If we are faced with a robot control task, and the policy’s goal is to move the robot from one location to another, the reward function will be calculated based on the reduction value of the distance between the robot and the target location. The corresponding reward function example is as follows:

import torch
from typing import Dict

def get_reward(data: Dict[str, torch.Tensor], target_pos: torch.Tensor) -> torch.Tensor:
    """Robot control task reward function"""

    # Get the position of the robot before the action is taken
    pos = data['obs'][..., :2]
    # Get the position of the robot after the action is taken
    next_pos = data['next_obs'][..., :2]
    # Get the target position
    target_pos = data['target_pos'][..., :2]

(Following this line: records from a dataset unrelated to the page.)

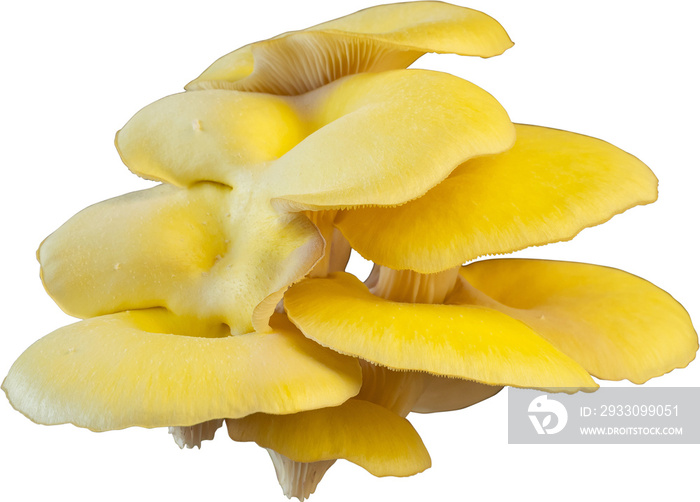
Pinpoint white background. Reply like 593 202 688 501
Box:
0 0 700 502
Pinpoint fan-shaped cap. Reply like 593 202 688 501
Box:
186 2 513 95
2 309 361 431
285 272 597 392
335 125 658 273
448 259 698 383
38 183 323 333
116 70 515 211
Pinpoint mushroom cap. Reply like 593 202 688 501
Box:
2 309 361 431
186 2 513 95
116 70 515 211
38 183 323 334
335 124 658 273
226 399 430 476
448 259 698 384
285 272 597 392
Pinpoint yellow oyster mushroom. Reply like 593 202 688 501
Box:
2 314 361 436
447 259 698 384
226 399 430 500
38 183 323 334
186 2 513 95
334 124 658 274
285 272 597 391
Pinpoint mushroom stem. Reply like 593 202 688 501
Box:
304 210 351 277
266 448 335 502
357 359 427 417
370 266 459 303
358 265 460 417
168 419 224 448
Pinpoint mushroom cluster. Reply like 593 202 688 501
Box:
2 2 698 500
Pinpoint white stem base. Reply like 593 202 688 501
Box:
168 419 224 448
266 448 335 502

    # Calculate the reduction value of the distance between the robot and the target position as the reward
    dist1 = torch.norm(pos - target_pos)
    dist2 = torch.norm(next_pos - target_pos)
    reward = (dist1 - dist2) / dist1

    return reward

Note that when using a reward function to process data, multiple data points are usually organized into batches for processing all at once. This approach can improve the efficiency of the code. Therefore, when writing a reward function, it is important to ensure that the function can handle multidimensional data that corresponds to the input tensor shape. Additionally, when calculating the reward, we typically focus on the feature dimension of the last axis. To facilitate processing, the computation dimension of the reward function is usually set to the last axis. Therefore, when using the data, the last axis feature can be obtained using slicing ( [..., n:m] ), and the features can be computed. For example, to take the first two features of the last axis from the obs data, the following code can be used:

obs_features = data['obs'][..., :2]  # take the first and second column of the last axis

The corresponding returned reward should be a Pytorch Tensor with the same batch dimension as the input data, and the feature dimension of the last axis should be 1.

Note

The defined reward function is only needed and used when training a policy model. It is not necessary to define a reward function when training a virtual environment model. Therefore, the REVIVE SDK supports training multiple policy models with different reward functions during training.